The current generation of fielded GC/MS unit now truly challenge their laboratory brethren. Perhaps the biggest gain in capability is the inclusion of industry standard split/splitless injection ports on some models. Improved vacuum pumps now support the introduction of condensed phase samples (i.e. liquid and solid injection). Such samples have historically been the bread-and-butter of laboratory-based GC/MS, and the biggest limitation of previous generations of fielded GC/MS. Combined with industry standard quadrupole mass analysers, and their compatibility with NIST libraries, fielded GC/MS now has the ability to go head to head with their larger, laboratory-based siblings.
Analytical performance alone however, will not win over the field user. Substituting the challenges of transporting samples back to a laboratory, for the challenges of deployed operations is not a winning solution. Expect fast startups, substantial battery life, and the ability to hot-swap batteries without losing instrument uptime. Expect the ability to easily switch from an external gas supply on board a response vehicle to an internal gas tank, and readily available gas replacements. Ease of operation wearing personal protective equipment (up to a full Level A suit) should be standard, as well as the ability to protect and decontaminate the equipment from use in ‘hot zone’. Data collected in the field should be easy to interpret, especially when relying on a smaller on-board display versus a computer screen. That same data however, should be readily available for a closer look when exported to a traditional computer.

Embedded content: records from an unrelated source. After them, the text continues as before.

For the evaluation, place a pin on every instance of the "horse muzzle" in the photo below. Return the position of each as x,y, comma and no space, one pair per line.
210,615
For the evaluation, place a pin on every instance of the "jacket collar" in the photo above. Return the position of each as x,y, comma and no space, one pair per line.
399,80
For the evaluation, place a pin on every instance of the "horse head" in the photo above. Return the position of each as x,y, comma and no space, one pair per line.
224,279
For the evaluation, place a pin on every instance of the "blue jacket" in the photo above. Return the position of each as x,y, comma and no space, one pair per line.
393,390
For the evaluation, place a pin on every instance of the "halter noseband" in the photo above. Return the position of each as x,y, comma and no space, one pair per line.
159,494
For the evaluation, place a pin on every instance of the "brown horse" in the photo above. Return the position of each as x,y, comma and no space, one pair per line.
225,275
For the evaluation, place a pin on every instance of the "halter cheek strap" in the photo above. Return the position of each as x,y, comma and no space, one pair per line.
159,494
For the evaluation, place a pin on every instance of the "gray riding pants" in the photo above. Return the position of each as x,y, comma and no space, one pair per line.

Taking environmental application as an example, the data below was collected on a Griffin G510 GC/MS. EPA Method 8270 references a number samples preparation and analysis methods of volatile and semi volatile organic compounds (VOCs/SVOCs) in air, water, or soil matrices, that could be present from a chemical spill or wastewater contamination. While the Griffin G510 is capable of sampling and preconcentrating an air sample for VOCs, the standard method is solvent extraction; a water or soil sample is washed with a solvent, which is then collected for analysis. Traditionally, the original sample would need to be collected and transported to back to the laboratory. Standard practice would be to refrigerate the sample for transport. If a suspect leak into a body of water was suspected, multiple samples would need to be collected, perhaps working their way back up a river, to aid in the determination of source. Instead of collection a substantial number of samples and returning to a fixed laboratory, a fieldable GC/MS such as the Griffin G510 could be running samples as the team moves from collection point to collection point. This results in a faster Go/No Go result, and guides a drilling down on potential sources in a single mission, versus sample collection followed by analysis at a later date.
Modern GC/MS technology now permits laboratory calibre analysis where it matters. The science is out there, happening in real time. Now the scientists can be out there too, observing and responding with actionable data.